Moving heaven and earth
Has finance become a “false divinity in the world”? Pope Benedict XVI thinks so. “We see that the world of finance can dominate the human being,” he has said. “[It is] no longer an instrument to foster well-being… [it] becomes a power that oppresses, that almost demands worship.”
As well as warming the hearts of banker-haters everywhere, the Pope’s criticism is well aimed. Not only did the finance industry’s arrogance help spur crisis and recession, but there’s something dangerous at the core of finance. The human good can all too easily be lost when people’s past work and future hopes are expressed in purely monetary terms.
In the Old Testament, the ancient Israelites were warned that too rigid a view of financial obligations is cruel and socially divisive. Aristotle added another essential objection. The ancient Greek philosopher pointed out that monetary wealth can keep on increasing forever — unlike our appetite for the things that money can buy. Yet while the worldly infinity of finance is alluring, it is ultimately false. Money has no human meaning on its own, but only when it serves a meaningful purpose.
The risks of inhumane finance may be eternal, but the Pope is also alluding to a more modern problem – the treatment of finance as a sort of god, and financiers as its priests. Consider four manifestations of the quasi-religious approach.
First, the magical expectations of finance. Too many people, and too many governments, imagine that some arrangement of the financial system — this monetary and fiscal policy mix, that sort of mortgage, this stock market, that collection of derivatives — will generate durable wealth or economic justice.

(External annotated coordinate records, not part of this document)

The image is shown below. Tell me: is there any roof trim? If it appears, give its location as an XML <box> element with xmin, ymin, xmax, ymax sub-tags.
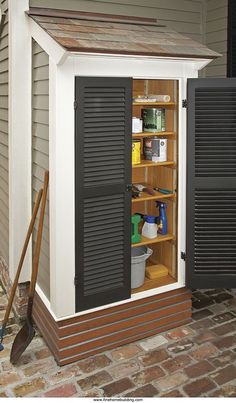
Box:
<box><xmin>27</xmin><ymin>8</ymin><xmax>221</xmax><ymax>60</ymax></box>
<box><xmin>27</xmin><ymin>7</ymin><xmax>165</xmax><ymax>27</ymax></box>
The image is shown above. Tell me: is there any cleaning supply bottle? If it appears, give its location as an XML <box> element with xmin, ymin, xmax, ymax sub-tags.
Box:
<box><xmin>142</xmin><ymin>215</ymin><xmax>158</xmax><ymax>239</ymax></box>
<box><xmin>156</xmin><ymin>201</ymin><xmax>167</xmax><ymax>235</ymax></box>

Second, think of the awe which surrounds the industry. The economic forecasts of financial professional are rarely right, but they receive the sort of respect once given to (equally inaccurate) oracles of divinity. The pronouncements of leading financiers, from George Soros to Warren Buffett, are taken seriously simply because these people have made lots of money in the financial markets. Political leaders tremble at the judgements of financial markets.
Third, consider the treatment of central banking as an activity beyond normal human understanding. A few decades ago, these financial practitioners were considered too elevated to be politically accountable. More recently, faith in central bank independence has been shaken: but it has not been destroyed by their abysmal record before the financial crisis. Indeed, Ben Bernanke and his peers have been given more power — and only a little more supervision from the mere mortals who have won elections.
Finally, despite much anti-banker rhetoric, the world continues to shower its own rewards on the high priests of finance. Thomas Philippon, a professor at New York University, has shown that the share of U.S. national income dedicated to finance has fallen only slightly since the crisis, when it was at its highest since records began in 1865. The profession’s leaders are amazingly well paid. The average income per head at Goldman Sachs in 2011, a grim year for the leading investment bank, was $354,000, or about nine times higher than the national average. Philippon estimates that about a quarter of the financiers’ total income is unmerited. I suspect he is much too kind to the financial world.
In an ethical economy, none of this is right. Money can seem to make money for a while, but no amount of financial alchemy can generate real wealth. Financial professionals and financial markets are fallible. Central banking is inherently political. And the temple offerings to finance, in the form of inflated salaries, are excessive.
Still, finance should not be condemned as entirely evil. The modern industrial economy relies on money, credit and the hurly burly of investment to function. For all its flaws, the current financial system is more efficient and flexible than alternative means of gathering and allocating economic resources such as barter or rationing. At its best, and when it works, the business of banking and investment promotes the common good: it creates solidarity among savers and borrowers and rewards both daring and prudence. Lloyd Blankfein, chairman of Goldman Sachs was not entirely wrong to claim that his firm did “God’s work”.
Indeed, at the bottom of the economic ladder, people need more, not less, finance. Financial inclusion of the sort endorsed by the G20 finance ministers last week is desirable. But at the top of the ladder, the industry needs what students of religion call desacralisation. The modern incarnation of the Israelites’ golden calf should be stripped of the trappings of holiness. It is better for finance to serve the genuine economic good on earth than to aspire to an unmerited place in heaven.